I haven't thoroughly tested this but it seems to work pretty well.
This thread old, but I thought it'd be worth putting this on the Internet:
// This prints the pixels from (x, y), increasing by dx and dy.
// Based on the DDA algorithm (uses floating point calculations).

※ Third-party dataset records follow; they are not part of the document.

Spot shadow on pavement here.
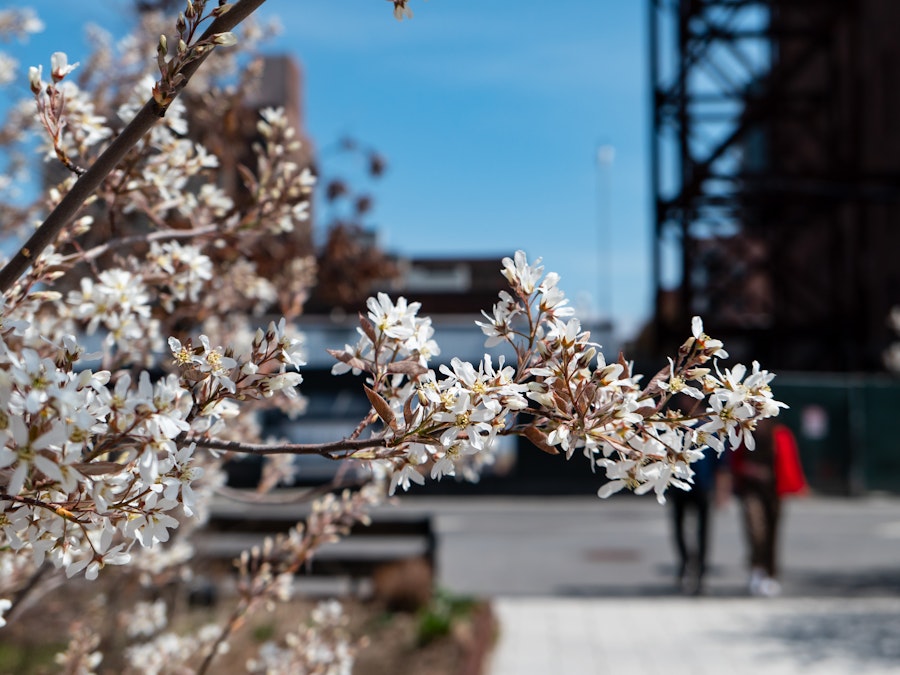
[785,568,900,597]
[748,608,900,667]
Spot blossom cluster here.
[333,251,783,502]
[0,0,782,672]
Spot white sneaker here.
[759,577,781,598]
[748,567,767,595]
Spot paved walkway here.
[488,598,900,675]
[390,498,900,675]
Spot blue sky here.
[4,0,652,334]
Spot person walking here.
[731,419,806,597]
[668,448,724,595]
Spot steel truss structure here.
[650,0,900,370]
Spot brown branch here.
[0,0,266,293]
[63,225,219,262]
[184,435,391,460]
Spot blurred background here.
[3,0,900,672]
[4,0,900,495]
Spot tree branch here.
[0,0,266,293]
[63,225,219,262]
[184,435,391,459]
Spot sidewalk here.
[405,496,900,675]
[487,597,900,675]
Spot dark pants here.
[740,481,781,578]
[668,486,710,580]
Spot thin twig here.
[63,225,219,262]
[184,435,390,459]
[0,0,266,293]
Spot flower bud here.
[213,33,237,47]
[28,66,44,96]
[50,52,78,82]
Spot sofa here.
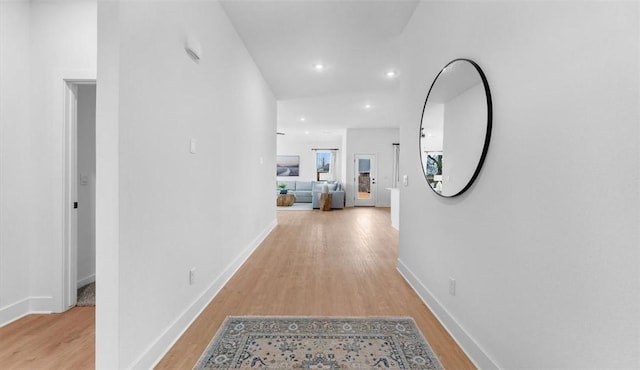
[278,181,314,203]
[277,181,344,208]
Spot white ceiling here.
[222,0,418,135]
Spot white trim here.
[77,274,96,288]
[126,220,277,369]
[56,76,96,312]
[0,297,53,328]
[398,258,501,369]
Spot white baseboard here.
[126,219,277,369]
[398,259,500,369]
[0,297,53,328]
[78,274,96,288]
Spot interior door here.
[353,154,377,207]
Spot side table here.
[319,193,333,211]
[276,194,296,207]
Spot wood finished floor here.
[0,208,474,369]
[0,307,96,369]
[157,208,474,369]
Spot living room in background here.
[276,155,300,176]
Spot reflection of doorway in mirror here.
[424,151,443,193]
[353,154,376,207]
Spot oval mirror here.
[420,59,491,197]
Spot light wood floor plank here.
[0,208,473,369]
[157,208,474,369]
[0,307,95,369]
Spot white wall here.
[0,1,96,325]
[0,1,32,326]
[77,85,96,287]
[273,135,344,184]
[442,83,487,195]
[96,1,276,368]
[399,1,640,368]
[345,128,398,207]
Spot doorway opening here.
[353,154,377,207]
[62,80,96,311]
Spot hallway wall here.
[77,85,96,288]
[400,1,640,369]
[96,1,276,368]
[0,1,97,325]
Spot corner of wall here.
[127,219,277,369]
[398,259,501,369]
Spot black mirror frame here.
[418,58,493,198]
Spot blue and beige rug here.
[194,316,442,369]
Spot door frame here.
[353,153,378,207]
[60,77,96,312]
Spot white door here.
[353,154,377,207]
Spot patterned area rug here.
[194,316,442,369]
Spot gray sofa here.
[278,181,313,203]
[278,181,344,208]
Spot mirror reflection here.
[420,59,491,197]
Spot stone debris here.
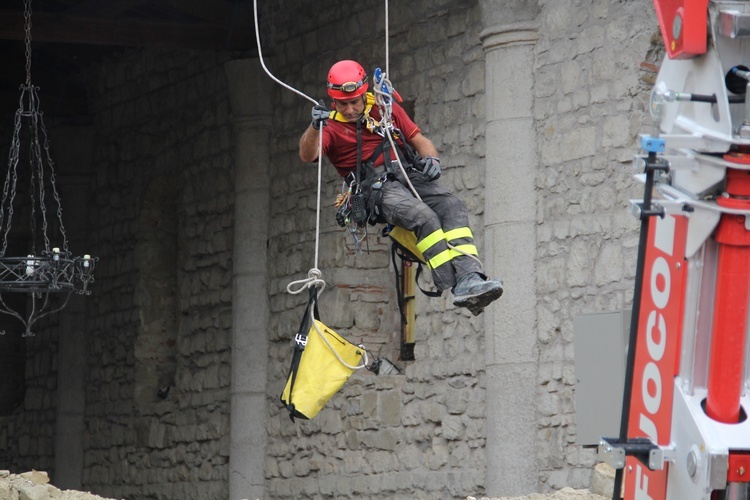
[466,488,610,500]
[0,470,119,500]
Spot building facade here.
[0,0,661,500]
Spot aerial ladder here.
[598,0,750,500]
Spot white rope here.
[385,0,391,75]
[253,0,325,278]
[253,0,318,105]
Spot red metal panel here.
[727,452,750,483]
[625,215,687,500]
[654,0,708,59]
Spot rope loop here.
[286,268,326,295]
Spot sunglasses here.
[328,76,367,92]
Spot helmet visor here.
[328,76,367,93]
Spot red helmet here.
[328,60,369,100]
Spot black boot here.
[453,273,503,316]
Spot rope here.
[253,0,325,278]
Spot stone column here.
[54,127,96,489]
[480,0,538,496]
[225,59,272,500]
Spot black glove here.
[336,204,349,227]
[419,156,440,182]
[311,99,331,130]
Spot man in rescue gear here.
[299,60,503,315]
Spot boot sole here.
[453,287,503,316]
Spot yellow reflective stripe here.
[445,227,474,241]
[451,245,479,258]
[427,249,453,269]
[417,229,445,253]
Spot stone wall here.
[261,1,494,498]
[534,0,661,491]
[0,0,660,500]
[83,51,234,500]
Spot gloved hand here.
[336,204,349,227]
[311,99,331,130]
[419,156,440,182]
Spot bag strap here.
[284,286,320,422]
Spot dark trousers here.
[380,172,483,290]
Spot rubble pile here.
[0,470,119,500]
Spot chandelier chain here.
[23,0,31,85]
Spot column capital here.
[479,21,539,52]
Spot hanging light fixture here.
[0,0,98,336]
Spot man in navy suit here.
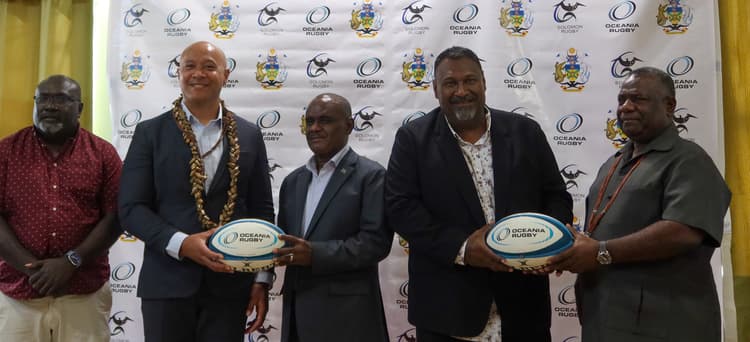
[276,94,393,342]
[385,47,572,342]
[119,42,273,342]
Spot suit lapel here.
[490,110,514,221]
[206,137,229,194]
[435,113,485,225]
[305,149,358,239]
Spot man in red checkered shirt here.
[0,75,122,342]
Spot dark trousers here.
[141,291,249,342]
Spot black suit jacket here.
[119,111,274,299]
[278,150,393,342]
[385,108,572,340]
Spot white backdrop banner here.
[107,0,723,342]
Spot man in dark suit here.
[276,94,393,342]
[385,47,572,342]
[119,42,273,342]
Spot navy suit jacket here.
[119,111,274,299]
[278,150,393,342]
[385,108,572,340]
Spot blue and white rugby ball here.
[485,213,573,271]
[208,219,284,272]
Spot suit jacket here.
[119,111,273,299]
[278,150,393,342]
[385,108,572,336]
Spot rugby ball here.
[208,219,284,272]
[485,213,573,271]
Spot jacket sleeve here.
[118,124,185,254]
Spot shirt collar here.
[180,99,224,126]
[443,106,492,145]
[305,144,350,175]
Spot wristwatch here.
[596,241,612,265]
[65,249,82,268]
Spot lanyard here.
[585,154,646,236]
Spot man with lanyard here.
[0,75,122,342]
[545,67,730,342]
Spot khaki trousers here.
[0,283,112,342]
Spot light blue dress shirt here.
[302,145,350,236]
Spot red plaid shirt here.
[0,127,122,299]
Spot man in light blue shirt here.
[275,94,393,342]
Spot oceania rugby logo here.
[557,285,576,305]
[401,0,432,25]
[398,280,409,298]
[120,109,143,128]
[357,57,383,77]
[111,262,135,281]
[453,4,479,24]
[609,0,636,21]
[667,56,695,77]
[505,57,534,77]
[255,110,281,129]
[556,113,583,134]
[305,6,331,25]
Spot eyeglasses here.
[34,94,81,104]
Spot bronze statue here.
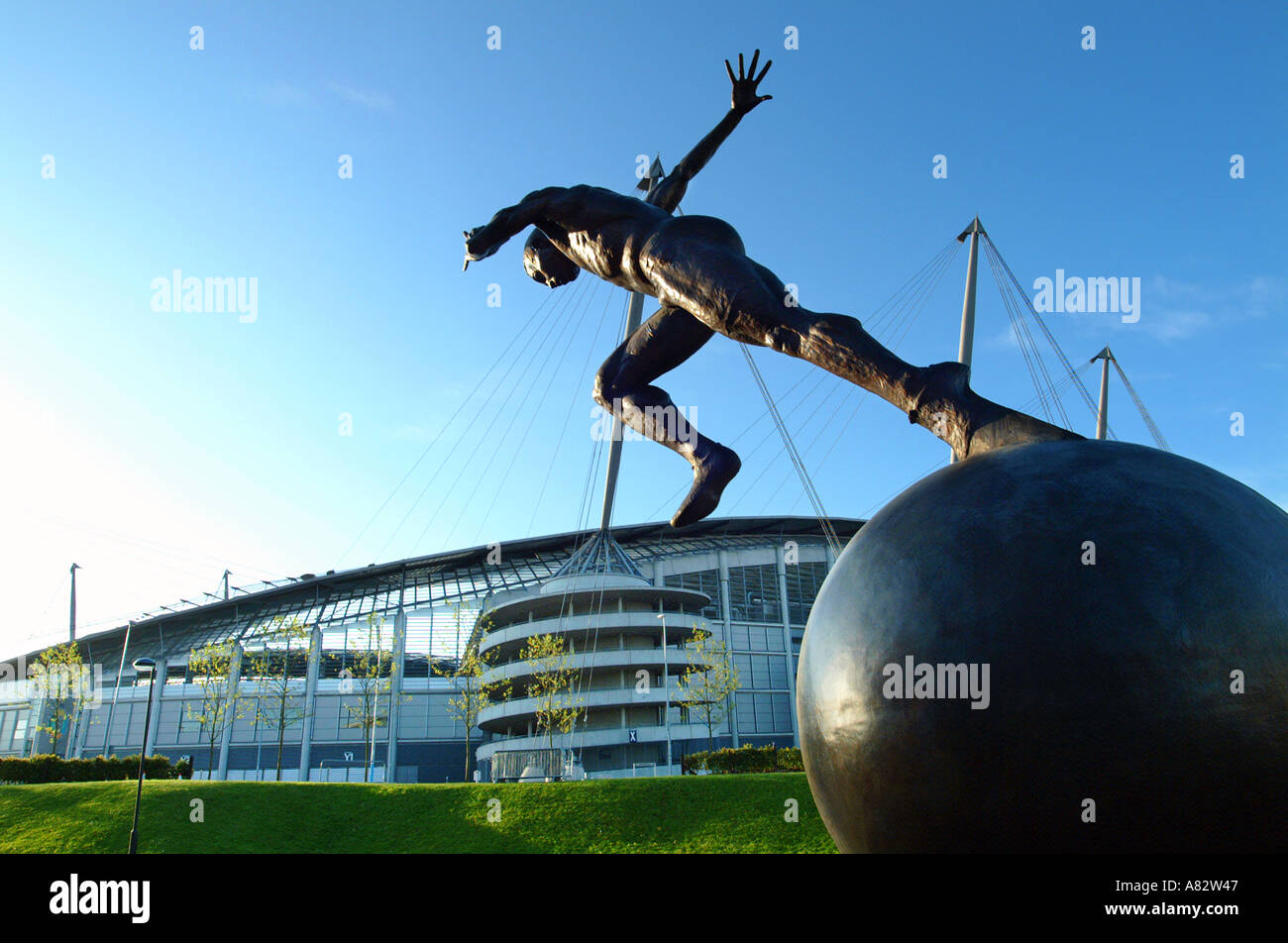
[465,51,1082,527]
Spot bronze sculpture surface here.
[465,51,1082,527]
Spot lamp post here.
[657,612,671,776]
[129,659,158,854]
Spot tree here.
[31,642,91,756]
[519,634,581,778]
[185,642,241,780]
[340,613,394,782]
[250,616,309,782]
[680,629,739,753]
[433,605,512,782]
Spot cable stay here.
[984,233,1098,428]
[739,344,842,554]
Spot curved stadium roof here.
[7,517,863,662]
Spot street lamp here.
[657,612,671,776]
[129,659,158,854]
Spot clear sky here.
[0,0,1288,655]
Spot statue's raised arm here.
[648,49,774,213]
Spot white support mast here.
[1091,344,1115,439]
[949,215,988,462]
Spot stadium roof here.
[8,517,863,661]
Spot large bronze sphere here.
[798,441,1288,852]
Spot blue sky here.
[0,3,1288,651]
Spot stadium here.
[0,517,862,782]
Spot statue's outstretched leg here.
[595,308,742,527]
[640,216,1082,459]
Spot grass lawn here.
[0,773,836,854]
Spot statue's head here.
[523,229,581,288]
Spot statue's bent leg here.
[595,308,742,527]
[648,237,1081,458]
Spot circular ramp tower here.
[476,531,711,781]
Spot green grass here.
[0,773,836,854]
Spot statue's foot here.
[910,361,970,421]
[671,443,742,527]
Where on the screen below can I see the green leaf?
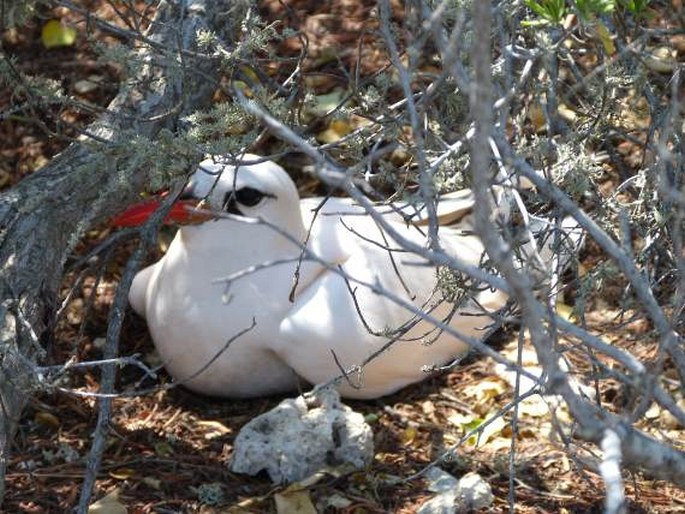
[40,20,76,48]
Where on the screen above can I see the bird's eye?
[235,187,266,207]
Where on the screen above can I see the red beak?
[110,199,212,227]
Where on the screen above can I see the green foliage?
[524,0,624,25]
[572,0,616,21]
[524,0,566,24]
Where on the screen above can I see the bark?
[0,0,249,504]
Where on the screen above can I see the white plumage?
[130,156,506,398]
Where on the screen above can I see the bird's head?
[112,154,300,229]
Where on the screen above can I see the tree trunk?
[0,0,249,504]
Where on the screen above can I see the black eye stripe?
[235,187,266,207]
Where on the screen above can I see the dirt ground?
[0,0,685,514]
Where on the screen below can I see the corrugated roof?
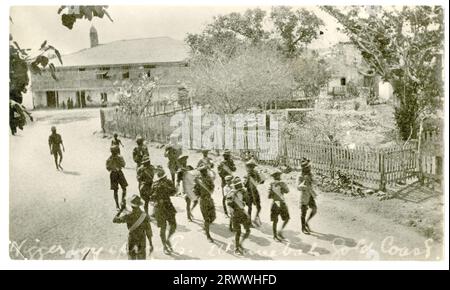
[55,37,189,66]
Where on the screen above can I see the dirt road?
[10,109,442,260]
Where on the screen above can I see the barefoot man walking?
[48,126,66,170]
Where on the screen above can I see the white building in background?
[30,27,189,108]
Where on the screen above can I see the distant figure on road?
[197,149,214,170]
[113,194,153,260]
[137,156,155,213]
[297,158,317,235]
[244,159,264,226]
[106,146,128,210]
[150,168,177,255]
[194,165,216,242]
[222,175,233,232]
[111,133,123,154]
[217,150,236,216]
[9,100,33,135]
[269,169,290,241]
[164,143,182,183]
[133,136,149,171]
[48,126,65,170]
[227,176,252,255]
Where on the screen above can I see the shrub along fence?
[100,109,419,190]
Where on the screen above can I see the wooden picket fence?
[101,109,419,190]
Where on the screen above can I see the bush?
[347,82,359,98]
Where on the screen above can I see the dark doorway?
[46,91,57,108]
[76,91,86,108]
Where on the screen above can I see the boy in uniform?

void pixelsAfter(int x, int y, int dx, int dy)
{
// Do not count pixels |dx|==|dy| diagonals twice:
int steps = Math.abs(dx) == Math.abs(dy)
? Math.abs(dx) : Math.abs(dx) + Math.abs(dy);
double xPos = x;
double yPos = y;
double incX = (dx + 0.0d) / steps;
double incY = (dy + 0.0d) / steps;
System.out.println(String.format("The pixels after (%d,%d) are:", x, y));
for(int k = 0; k < steps; k++)
{
xPos += incX;
yPos += incY;
System.out.println(String.format("A pixel (%d) after is (%d, %d)",
k + 1, (int)Math.floor(xPos), (int)Math.floor(yPos)));
}
}
Without loss of generality, assume x2 >= x1, then
int x = floor(x1);
int y = floor(y1);
double slope = (x2 - x1) / (y2 - y1);
if (y2 >= y1) {
while (y < y2) {
int r = floor(slope * (y - y1) + x1);
do {
usepixel(x, y);
++x;
} while (x < r);
usepixel(x, y);
++y;
}
}
else {
while (y > y2) {
int r = floor(slope * (y - y1) + x1);
do {
usepixel(x, y);
++x;
} while (x < r);
usepixel(x, y);
--y;
}
}
The floor calls can probably be written just as a cast-to-integer.
There is an interesting article available in GPU Gems, maybe it can help you: Chapter 22. Fast Prefiltered Lines
What about Bresenham with an additional constraint that no diagonal moves are allowed: Generate the points with the traditional algorithm, then as a post-processing step insert extra steps needed to make only orthogonal movements.
You could find all the intersections your ray has with the horizontal grid lines, and then mark all the cells on a row that either have an intersection point on one side, or are between the two cells with the intersections on the row.
Finding the intersections can be done by starting from the origin, advancing the point to the first intersection (and marking the cells in the process), finding out the vector that takes you from an intersection to the next (both these operations are basic similar triangles (or trig)) and then advancing column by column until you've gone far enough. Advancing column by column involves one vector addition per column, and a small loop to fill in the cells between the ones with intersections. Replace "mark" with "process" if you're processing the cells on the fly - this algorithm is guaranteed to mark each cell only once.
The same could be done with the vertical lines, but grids are generally stored in horizontal slices so I chose that. If you're using trig, you'll need to handle straight horizontal lines with a special case.
By the way, as far as I know, this is how old grid-based raycaster "3D" games (like Wolfenstein 3D) were done. I first read about this algorithm from this book, eons ago.